Turchia, è rivolta contro Erdogan e corruzione; barricate e scontri [in aggiornamento]

La sensazione, a otto mesi di distanza del “fenomeno Gezi”, è che la massa di persone decisa ad opporsi alla linea dura e ai meccanismi di corruzione di un governo sempre più in empasse sia aumentata. Forse non il milione di persone annunciate ad Istanbul nei manifesti di indizione, ma comunque decine e decine di migliaia.. manifesti che tra l’altro, in sintonia con le piazze di altri paesi, richiamano all’ immaginario della maschera di G. Fawkes, ed alla V cerchiata simbolo della Vendetta. “E’ ora di tornare in strada e restarci”,recitano alcuni dei manifesti, e l’indicazione pare essere stata ben recepita dalle piazze. Di fronte a una Taksim pesantemente militarizzata, i manifestanti stanno ingaggiando da ore uno scontro a tutto campo

(pagina in aggiornamento)

 

sabato 28 Dicembre:

h 16 locali: al momento sarebbero una settantina le persone arrestate nel Paese a seguito degli scontri di ieri; l’ordine degli avvocati punta ancora una volta il dito contro l’operato della polizia.

Un lungo fine settimana caldo attende Istanbul, Ankara e e le altre città in mobilitazione contro Erdogan e la corruzione governativa.
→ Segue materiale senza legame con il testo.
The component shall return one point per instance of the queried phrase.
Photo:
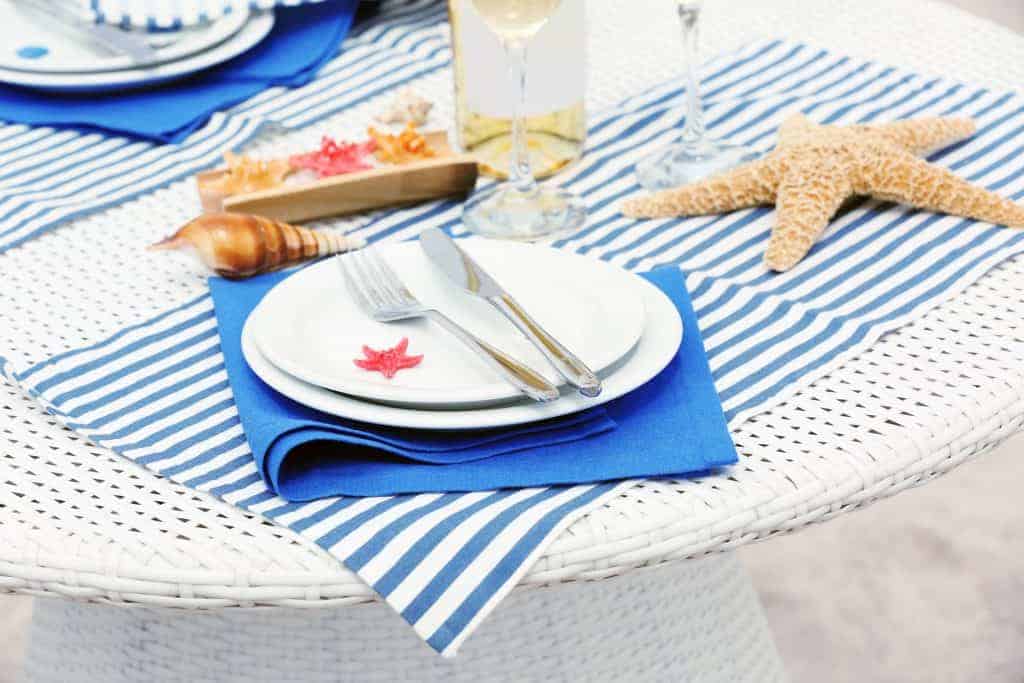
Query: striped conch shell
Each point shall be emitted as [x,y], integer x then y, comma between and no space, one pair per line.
[238,245]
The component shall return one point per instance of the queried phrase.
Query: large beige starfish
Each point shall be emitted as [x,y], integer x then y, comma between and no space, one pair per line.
[815,168]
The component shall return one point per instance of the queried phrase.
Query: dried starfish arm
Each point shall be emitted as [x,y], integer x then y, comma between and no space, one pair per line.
[748,185]
[807,200]
[922,136]
[910,180]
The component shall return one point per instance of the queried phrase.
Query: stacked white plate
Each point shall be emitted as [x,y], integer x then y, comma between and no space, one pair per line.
[47,55]
[304,335]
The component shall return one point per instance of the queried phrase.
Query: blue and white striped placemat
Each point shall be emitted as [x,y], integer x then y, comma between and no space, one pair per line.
[49,176]
[173,13]
[158,392]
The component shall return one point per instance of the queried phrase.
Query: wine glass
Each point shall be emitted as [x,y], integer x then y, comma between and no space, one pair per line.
[695,155]
[519,208]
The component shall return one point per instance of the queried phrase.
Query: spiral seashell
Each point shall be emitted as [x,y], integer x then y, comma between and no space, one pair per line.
[237,245]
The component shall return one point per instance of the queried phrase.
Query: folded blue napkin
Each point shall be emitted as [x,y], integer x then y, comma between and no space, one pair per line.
[301,41]
[672,425]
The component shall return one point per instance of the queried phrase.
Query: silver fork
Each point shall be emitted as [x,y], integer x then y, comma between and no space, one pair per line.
[378,290]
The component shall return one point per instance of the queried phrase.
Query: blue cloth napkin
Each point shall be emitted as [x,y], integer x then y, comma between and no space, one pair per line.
[301,41]
[672,425]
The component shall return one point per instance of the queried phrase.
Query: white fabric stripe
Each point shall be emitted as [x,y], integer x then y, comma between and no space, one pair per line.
[481,565]
[394,549]
[202,306]
[435,560]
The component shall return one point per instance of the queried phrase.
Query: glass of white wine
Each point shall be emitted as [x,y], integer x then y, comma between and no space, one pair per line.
[519,208]
[695,155]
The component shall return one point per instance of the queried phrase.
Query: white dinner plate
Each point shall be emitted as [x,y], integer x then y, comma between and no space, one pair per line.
[255,30]
[658,344]
[34,46]
[310,327]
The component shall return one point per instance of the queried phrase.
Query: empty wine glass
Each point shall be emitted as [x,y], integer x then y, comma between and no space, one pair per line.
[519,208]
[695,155]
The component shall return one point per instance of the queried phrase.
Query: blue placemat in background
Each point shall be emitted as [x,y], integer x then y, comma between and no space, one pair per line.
[302,40]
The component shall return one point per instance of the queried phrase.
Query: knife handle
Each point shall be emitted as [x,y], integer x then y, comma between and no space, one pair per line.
[527,381]
[571,368]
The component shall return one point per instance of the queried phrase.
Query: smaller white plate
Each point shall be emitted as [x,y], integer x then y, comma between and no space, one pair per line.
[310,327]
[253,32]
[22,29]
[658,344]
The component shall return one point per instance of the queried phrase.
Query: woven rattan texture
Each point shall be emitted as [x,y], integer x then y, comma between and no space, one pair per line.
[615,631]
[79,521]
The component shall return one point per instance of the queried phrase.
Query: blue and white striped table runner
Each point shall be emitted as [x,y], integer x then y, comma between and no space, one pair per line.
[157,392]
[48,176]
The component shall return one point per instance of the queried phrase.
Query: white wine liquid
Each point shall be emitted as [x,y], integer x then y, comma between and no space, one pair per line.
[516,19]
[556,125]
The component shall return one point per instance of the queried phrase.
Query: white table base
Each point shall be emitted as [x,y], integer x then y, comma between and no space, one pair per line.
[695,621]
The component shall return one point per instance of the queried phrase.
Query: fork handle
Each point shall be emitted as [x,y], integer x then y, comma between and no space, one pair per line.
[527,381]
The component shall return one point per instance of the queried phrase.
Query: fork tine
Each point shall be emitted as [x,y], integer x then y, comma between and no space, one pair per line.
[353,286]
[386,297]
[368,283]
[396,286]
[381,281]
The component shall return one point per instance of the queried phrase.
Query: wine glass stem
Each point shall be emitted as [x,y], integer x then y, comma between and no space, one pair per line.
[520,175]
[693,131]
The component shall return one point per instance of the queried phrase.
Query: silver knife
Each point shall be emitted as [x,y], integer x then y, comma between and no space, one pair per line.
[467,273]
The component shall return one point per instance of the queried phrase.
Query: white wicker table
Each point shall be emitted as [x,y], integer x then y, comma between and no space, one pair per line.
[79,522]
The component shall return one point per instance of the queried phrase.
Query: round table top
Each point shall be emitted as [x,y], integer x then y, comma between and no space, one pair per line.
[80,521]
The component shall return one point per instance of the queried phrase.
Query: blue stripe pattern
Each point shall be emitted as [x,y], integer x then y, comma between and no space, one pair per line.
[48,177]
[157,392]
Un fiume in piena di centinaia di migliaia di persone si è riversato nelle strade senza mai piegarsi alla forza della polizia, rispondendo per oltre dieci ore con barricate e autodifendendo le iniziative di protesta.

Se nei piani alti la situazione continua a rimanere tesa, con un braccio di ferro oramai sotto gli occhi di tutti tra il principale partito al Governo, AKP, e il Consiglio della Magistratura, nel primo pomeriggio di sabato è da registrare la protesta dei giornalisti accreditati di numerosi media che,come in passato, hanno deciso di incrociare le braccia contro la censura preventiva.

h 00:30 locali circa: passata la mezzanotte le strade del centro di Istanbul sono ancora gremite di manifestanti che si riaffacciano sul Viale Istiklal a dispetto dell’uso spropositato di gas lacrimogeni ; la polizia in assetto antisommossa ha rimosso alcune barricate, che puntualmente sono state erette in fretta e furia dai manifestanti decine di metri addietro. Giunge la notizia di alcuni avvocati, da tempo in prima fila nelle lotte contro l’autoritarismo del Governo, arrestati del tutto arbitrariamente. Cariche della polizia e lancio di lacrimogeni fin dentro edifici, ristoranti e locali notturni, che rievocano i momenti più concitati dell’ Estate trascorsa.

Anche a Izmir, città operaia vivacissima nell’ultimo mese di lotta, in migliaia decidono di resistere in strada sfidando i Toma. Scontri ed almeno quattro arresti lungo via Kizilay ad Ankara.

h 21 locali circa: si conterebbero decine di arrestati nella sola Istanbul. Alle cariche della polizia con lacrimogeni, idranti e proiettili di gomma, corrispondono sassaiole contro i Toma, barricate infuocate, fitti cordoni per proteggere le persone anziane e più deboli. Il tutto mentre il premier Erdogan, dopo essere stato atteso all’aeroporto Ataturk di Istanbul da migliaia di suoi tenaci sostenitori, tiene un lungo comizio. 

Erdogan ha puntato il dito contro l’operato della magistratura e la forza decisionale che questa si garantirebbe scavalcando la volontà popolare e le gerarchie governative e poliziali.

Ti è piaciuto questo articolo? Infoaut è un network indipendente che si basa sul lavoro volontario e militante di molte persone. Puoi darci una mano diffondendo i nostri articoli, approfondimenti e reportage ad un pubblico il più vasto possibile e supportarci iscrivendoti al nostro canale telegram, o seguendo le nostre pagine social di facebook, instagram e youtube.

pubblicato il in Conflitti Globalidi redazioneTag correlati:

scontritaksimturchia

Articoli correlati

Immagine di copertina per il post
Conflitti Globali

Chi sono i New IRA nel 2026 e di cosa sono ancora capaci?

Il sequestro di una bomba contenente quasi 400 grammi di Semtex ha riacceso i riflettori sulla rete, sul reclutamento e sulla persistente minaccia rappresentata dal gruppo repubblicano dissidente.

Immagine di copertina per il post
Conflitti Globali

I coccodrilli di Ben Gvir sono l’ultima arma utilizzata da Israele nella sua guerra animale contro i palestinesi

Dagli scritti coloniali di Herzl ai cani da attacco, dai cinghiali alle prigioni con fossato di coccodrilli, gli animali sono stati a lungo impiegati nel progetto sionista per terrorizzare i palestinesi.

Immagine di copertina per il post
Conflitti Globali

Territorio infrastruttura di guerra: esce il secondo numero del bollettino “HUB”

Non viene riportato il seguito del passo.